In fact, looking back at WSS 3.0 and SharePoint 2007, the only real, official Microsoft courses were for the IT Pro community (courses 5060 and 5061). I don’t think it’s a matter of Microsoft leaving things up to the community, but more the case that even with Microsoft’s man-power and financial might, SharePoint was a comparatively niche product and Microsoft simply couldn’t get the support and training to all the different groups who needed it, and remain cost effective.
Microsoft Courseware Library
But what they did do for learning in the SharePoint community was to make use of the already growing Microsoft Courseware Library. The Microsoft Courseware Library programme allows 3rd party vendors of training courses of sufficient quality to get a Microsoft seal of approval, and achieve a semi-official status.
Through this channel there have been some great training courses (and some not so good). Some of the good ones covered:
SharePoint 2007 Advanced Development (e.g. from Architecting Connected Systems or MindSharp)
SharePoint 2007 Business Intelligence Training
SharePoint 2007 Branding and Content Management
SharePoint End Users and Information Workers (or "Functionals" as Patrick calls them.)
To teach these courses to a paying audience, you’d need to be a Microsoft Certified Trainer /* like me! :o) */ but there is also a thriving community of other training companies who make terrific SharePoint courses outside of the Courseware Library programme (e.g. Ted Patterson / Critical Path).
As always, Microsoft leaves gaps for Microsoft partners to fill. Big partners like Firebrand Training, and not-so-big partners like JFDI Phoenix. /* my company! :o) */
Who Wants SharePoint Certification?
But possibly there is a case for certification for Information Workers – maybe a SharePoint equivalent of the Office User certification.
However, I’m not convinced everyone who wants training also wants certification. I assert that the Venn diagram of Set A: "SharePoint Information Workers", Set B: "SharePoint Developers/Administrators/Architects" and Set C: "People Who Want SharePoint Certification" probably has those last two sets almost entirely overlapping, and only slightly intersecting the first.
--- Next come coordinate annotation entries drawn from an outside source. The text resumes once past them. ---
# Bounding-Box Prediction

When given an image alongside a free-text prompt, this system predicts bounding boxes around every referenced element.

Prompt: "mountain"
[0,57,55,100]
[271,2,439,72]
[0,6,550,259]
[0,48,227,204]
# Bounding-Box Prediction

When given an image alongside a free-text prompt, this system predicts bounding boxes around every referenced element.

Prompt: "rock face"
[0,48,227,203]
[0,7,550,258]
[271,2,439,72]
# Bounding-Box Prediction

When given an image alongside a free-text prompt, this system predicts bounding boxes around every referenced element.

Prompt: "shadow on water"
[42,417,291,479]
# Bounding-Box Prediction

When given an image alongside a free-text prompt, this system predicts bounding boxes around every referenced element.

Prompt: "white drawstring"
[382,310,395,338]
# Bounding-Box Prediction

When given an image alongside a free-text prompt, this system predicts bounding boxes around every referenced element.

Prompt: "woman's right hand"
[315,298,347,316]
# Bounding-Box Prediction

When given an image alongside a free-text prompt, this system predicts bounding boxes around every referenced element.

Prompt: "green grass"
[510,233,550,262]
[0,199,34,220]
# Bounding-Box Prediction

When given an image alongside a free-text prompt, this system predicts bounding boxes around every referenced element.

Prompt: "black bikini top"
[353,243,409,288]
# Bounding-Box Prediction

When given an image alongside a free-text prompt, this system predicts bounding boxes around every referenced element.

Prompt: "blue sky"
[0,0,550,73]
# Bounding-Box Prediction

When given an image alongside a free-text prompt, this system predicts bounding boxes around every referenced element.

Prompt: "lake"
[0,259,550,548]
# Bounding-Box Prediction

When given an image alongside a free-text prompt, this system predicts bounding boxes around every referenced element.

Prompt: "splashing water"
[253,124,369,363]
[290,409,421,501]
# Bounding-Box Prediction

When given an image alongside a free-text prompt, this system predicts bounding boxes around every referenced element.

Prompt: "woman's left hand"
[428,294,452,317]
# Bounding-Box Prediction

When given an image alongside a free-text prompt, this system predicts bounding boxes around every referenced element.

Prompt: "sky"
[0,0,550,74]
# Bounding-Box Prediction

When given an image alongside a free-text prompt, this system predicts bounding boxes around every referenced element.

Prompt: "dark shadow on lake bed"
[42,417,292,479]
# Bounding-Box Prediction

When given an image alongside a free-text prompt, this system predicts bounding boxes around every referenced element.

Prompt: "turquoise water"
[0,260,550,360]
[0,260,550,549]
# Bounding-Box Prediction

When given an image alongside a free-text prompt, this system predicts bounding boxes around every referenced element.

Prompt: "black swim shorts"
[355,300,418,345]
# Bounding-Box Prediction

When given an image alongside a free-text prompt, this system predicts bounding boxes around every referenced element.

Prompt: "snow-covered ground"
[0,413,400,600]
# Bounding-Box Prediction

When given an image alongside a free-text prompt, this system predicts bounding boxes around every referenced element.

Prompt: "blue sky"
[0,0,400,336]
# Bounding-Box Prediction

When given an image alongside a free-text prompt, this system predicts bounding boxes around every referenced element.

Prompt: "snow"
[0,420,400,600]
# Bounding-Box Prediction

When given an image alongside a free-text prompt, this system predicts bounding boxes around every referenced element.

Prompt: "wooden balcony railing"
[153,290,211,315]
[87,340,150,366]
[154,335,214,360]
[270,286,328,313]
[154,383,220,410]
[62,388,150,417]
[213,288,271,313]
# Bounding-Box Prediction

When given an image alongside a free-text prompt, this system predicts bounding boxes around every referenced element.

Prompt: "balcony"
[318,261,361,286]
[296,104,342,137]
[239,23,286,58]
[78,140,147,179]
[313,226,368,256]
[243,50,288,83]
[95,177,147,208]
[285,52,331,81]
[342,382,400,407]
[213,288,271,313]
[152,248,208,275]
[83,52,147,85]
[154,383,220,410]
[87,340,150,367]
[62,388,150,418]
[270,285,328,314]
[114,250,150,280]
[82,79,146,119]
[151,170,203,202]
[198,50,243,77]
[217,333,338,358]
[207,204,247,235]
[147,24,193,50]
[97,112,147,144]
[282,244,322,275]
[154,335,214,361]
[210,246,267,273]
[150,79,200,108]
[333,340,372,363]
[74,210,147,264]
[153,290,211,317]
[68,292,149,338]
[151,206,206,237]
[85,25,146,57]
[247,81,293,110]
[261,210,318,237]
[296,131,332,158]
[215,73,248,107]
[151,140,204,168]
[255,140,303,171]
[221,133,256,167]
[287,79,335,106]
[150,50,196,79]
The Changing Face of SharePoint Certification
The training landscape is definitely changing with SharePoint 2010:
- If you’re an Administrator or Developer, the certifications are aligned to the MCITP and MCPD tracks respectively – that’s got to be better than the ragtag collection of 4 MCTS certifications we had with SharePoint 2007!
- Microsoft are releasing Official Courses for Administrators and Developers alike! Look out for courses 10175 and 10232 for Developers, and 10174 and 10231 for IT Professionals.
- If you have the MCITP and MCPD certifications for SharePoint, you could consider going for the SharePoint Certified Master certification… but that takes three weeks of your life and earning ability and about $15,000 and you have to pass a CV screen and interview before gaining a place on a course that only runs in the States.
- And STOP THE PRESS! It seems that there may be Information Worker training in the near future!
The Microsoft ‘Get The Point’ Blog mentions an upcoming List training course.
Microsoft’s guide to End User training resources (OK, not classroom based)
Great free, third party End User SharePoint 2010 training videos.